Fletcher has had at least twenty solo exhibitions and he has been included in
numerous national and international group exhibitions. He curated a number of
exhibitions at the Santa Rosa Junior College during his tenure there. Fletcher
was awarded First Prize in Printmaking from the Berkeley Art Center's Annual
National Exhibition (2007), a First Award from the Greater Midwest
International Print Exhibition XIV at Central Missouri State University (1999),
Monotype Award from the Pacific Prints Annual at the Palo Alto Cultural
Center (1992), First Prize in Printmaking from the Berkeley Art Center's Annual
National Exhibition (1990), and First Prize from the Fourth National Print
Exhibition at the Westwood Center for the Arts in Los Angeles (1981).
Kevin Fletcher's work is represented in the collections of the Royal Museum of
Fine Arts in Antwerp, Belgium; the Belgian National Print Archive, Brussels; the
Cedar Rapids Museum of Art, Iowa; the Cincinnati Art Museum, Ohio; the
Cleveland Museum of Art, Ohio; the Hunterian, University of Glasgow; the Frans
Masereel Centrum, Kasterlee, Belgium; the Miami University Art Museum, Oxford,
Ohio; the City of Portland and the Portland Art Museum, Oregon; the Memorial
Art Gallery, University of Rochester, New York; the Robert F. Agrella Art
Gallery, Santa Rosa Junior College; the Shasta College Art Department,
California; the Jundt Museum at Gonzaga University, Spokane; the Syracuse
University Art Museum, New York; the Library of Congress, Washington, D.C.; the
University of Wisconsin at Waukesha; and the Martin von Wagner Museum at the
University of Wurzburg, Germany.
Says Fletcher of his monotype work:
"I have [been] making these unique prints since 1985 but worked in a
painterly additive manner until 1997 when I came around to working reductively
(Black Manner) from a rolled-up solid black ink, with tools at hand. This was
at a demonstration in Pennsylvania. It sort of surprised me as discoveries do
at times, and I soon began to layer the marks to suggest deeper space. The
tools themselves suggested an architectural solution to the image, though I had
already been gravitating toward this in painting. The urban over the pastoral.
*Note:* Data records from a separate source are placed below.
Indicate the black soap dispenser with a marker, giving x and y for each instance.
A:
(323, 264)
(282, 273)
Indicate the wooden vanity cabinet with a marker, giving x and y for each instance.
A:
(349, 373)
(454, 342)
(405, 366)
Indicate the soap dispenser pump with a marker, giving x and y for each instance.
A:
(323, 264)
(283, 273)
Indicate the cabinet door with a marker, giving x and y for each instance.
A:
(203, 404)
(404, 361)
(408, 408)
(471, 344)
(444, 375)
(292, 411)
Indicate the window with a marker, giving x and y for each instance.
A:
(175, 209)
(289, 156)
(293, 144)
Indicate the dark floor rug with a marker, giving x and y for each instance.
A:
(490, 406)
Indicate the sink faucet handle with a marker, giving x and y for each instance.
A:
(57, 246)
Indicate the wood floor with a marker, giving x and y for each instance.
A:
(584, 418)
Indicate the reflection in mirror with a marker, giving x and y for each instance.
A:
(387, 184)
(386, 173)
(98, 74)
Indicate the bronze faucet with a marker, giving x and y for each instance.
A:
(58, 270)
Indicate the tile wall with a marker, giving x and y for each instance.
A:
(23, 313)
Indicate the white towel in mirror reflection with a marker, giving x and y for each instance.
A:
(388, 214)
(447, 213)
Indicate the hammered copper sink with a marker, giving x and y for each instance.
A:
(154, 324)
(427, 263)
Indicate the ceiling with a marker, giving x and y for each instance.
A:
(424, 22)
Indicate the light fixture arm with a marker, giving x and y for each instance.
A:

I have taught art history in California and in London so I am acquainted with a
good deal of referential touch stones, if you will. I also collect prints but I
have no aid to my composing an image when working, so if Piranesi, Canaletto,
Goya, or Brangwyn might be suggested, it is only that the drama occurring in my
action / reaction, direct making of the image found this a way of solving the
pictorial "chess match." I have little in mind at the outset,
turning the Plexiglas as I work in my removal and re-instatement of the ink. I
try to keep my vision open (unlocked) and not "wish" an image into
being. It often comes obliquely into view.
"There are sometimes cinematic references and a kind of eddying back upon my own black and white photos from travel, but this is often a subconscious, vague element in my thought process. It is really essential that I can gradually see the whole image come into view, almost like the darkroom development, so the speed of my mark making remains in cadence and does not resort to petty affectations, related to a specific location or cause. (Certainly the 'play books' of the Abstract Expressionist painters Kline, Hoffman, and de Kooning, are dear to me, too!) The great advantage to doing monotype is its relative speed compared with other print technologies, so results can build a momentum in a short time. Remaining ink on the matrix may provide a further direction or tangential suggestion. The layering of added and removed areas of ink, made with sundry commonplace tools allows a kind of reading of reality despite the mere theatrics of direct execution. Little is finessed or the image begins to lose its conviction to its guiding cause of a balanced discovery. It is a happy balance between print and drawing methods and those of the painter. If my work appears a little sentimental or nostalgic, it isn't anything but a connection to gradually surfacing memories or hopeful expectations that infuse results."